Not long after my Facebook initiation, I tried to access it from a hotel room far from home. Facebook felt it needed to verify my identity by showing me photos of three “friends” and asking me to identify them. The “friends” were all classmates from schooldays decades in the past: I couldn’t even match their names to their high school faces, let alone their faces of today.
This episode comes to mind every time I think of using social data in commerce. Do I want to dine where my old (in every sense) classmates dine?
I imagine the social commerce tools of the future will be able to identify not-really-social people like me, and make reliable decisions about how to engage us. For now, a social commerce tool that can gather and use social data is a big first step.

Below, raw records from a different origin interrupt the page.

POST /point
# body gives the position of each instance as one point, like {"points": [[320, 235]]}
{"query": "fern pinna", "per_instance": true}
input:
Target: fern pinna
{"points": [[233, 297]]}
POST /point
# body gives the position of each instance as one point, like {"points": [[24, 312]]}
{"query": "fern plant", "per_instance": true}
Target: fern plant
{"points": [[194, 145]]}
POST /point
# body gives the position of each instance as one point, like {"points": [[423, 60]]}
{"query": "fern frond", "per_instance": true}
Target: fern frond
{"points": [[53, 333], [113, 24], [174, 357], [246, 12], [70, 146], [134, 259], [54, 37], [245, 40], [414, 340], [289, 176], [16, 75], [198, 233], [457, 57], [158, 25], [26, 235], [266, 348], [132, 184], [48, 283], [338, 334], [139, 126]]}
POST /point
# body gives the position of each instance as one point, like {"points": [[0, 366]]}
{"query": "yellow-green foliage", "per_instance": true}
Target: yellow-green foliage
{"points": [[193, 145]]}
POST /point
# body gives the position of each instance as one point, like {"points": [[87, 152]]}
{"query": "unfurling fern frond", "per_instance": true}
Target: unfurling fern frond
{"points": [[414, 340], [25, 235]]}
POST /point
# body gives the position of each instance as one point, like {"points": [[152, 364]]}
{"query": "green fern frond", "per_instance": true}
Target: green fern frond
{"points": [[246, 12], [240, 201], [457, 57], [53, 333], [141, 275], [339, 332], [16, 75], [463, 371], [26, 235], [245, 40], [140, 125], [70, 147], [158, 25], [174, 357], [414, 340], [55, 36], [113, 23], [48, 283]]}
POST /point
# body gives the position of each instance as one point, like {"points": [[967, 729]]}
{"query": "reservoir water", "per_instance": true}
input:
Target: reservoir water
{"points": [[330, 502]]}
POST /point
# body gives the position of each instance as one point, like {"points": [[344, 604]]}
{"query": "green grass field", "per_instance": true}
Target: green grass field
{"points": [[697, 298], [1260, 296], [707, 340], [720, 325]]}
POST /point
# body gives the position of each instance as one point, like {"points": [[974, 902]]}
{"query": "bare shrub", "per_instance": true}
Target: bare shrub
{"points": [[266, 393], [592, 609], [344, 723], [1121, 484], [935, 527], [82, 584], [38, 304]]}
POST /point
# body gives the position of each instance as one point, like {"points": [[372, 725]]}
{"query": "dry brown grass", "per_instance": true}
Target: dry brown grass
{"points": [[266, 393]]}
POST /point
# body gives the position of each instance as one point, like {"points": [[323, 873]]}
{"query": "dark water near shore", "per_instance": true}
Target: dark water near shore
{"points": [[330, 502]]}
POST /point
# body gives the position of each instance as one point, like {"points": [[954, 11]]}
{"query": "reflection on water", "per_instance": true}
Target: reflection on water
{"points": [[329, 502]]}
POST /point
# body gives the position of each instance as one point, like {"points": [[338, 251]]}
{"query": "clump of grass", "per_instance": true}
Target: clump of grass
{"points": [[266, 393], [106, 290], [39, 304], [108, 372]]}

Big, because the world of commerce hasn’t really figured out how best to apply social data, and in which contexts or circumstances. Heck, I’d say the world of commerce is still struggling with much older and more familiar problems, such as how, where and when to place ads.
And big, because the quantity and quality of social data will change how we go about personalizing customer interactions.
Graphdive, a new company in the social and personalization arenas, provides social data for ecommerce. It does more than gather and analyze social data: it creates user profiles, interest segments, and recommendations. The user profiles contain demographic data, some of it inferred by analyzing the user’s network. A person might be identified as married based on characteristics of their friends, posts and likes.
Users’ key interests will be inferred from likes and checkins and posts. Graphdive applies semantic analysis to equate concepts such as trombone, euphonium, and brass band competition, enabling it to determine that these three likes represent a strong interest in brass music. These interests are stored in the user profile, and enable marketers to search for people with a specific interest, creating interest-based segments. Marketers can also use the Graphdive service to identify other users who are similar to their best customers. Graphdive uses the information to select product recommendations for users, matching user interests with the product catalog a retailer provides.
Graphdive has a handful of clients and pretty good press attention dating from September 2012.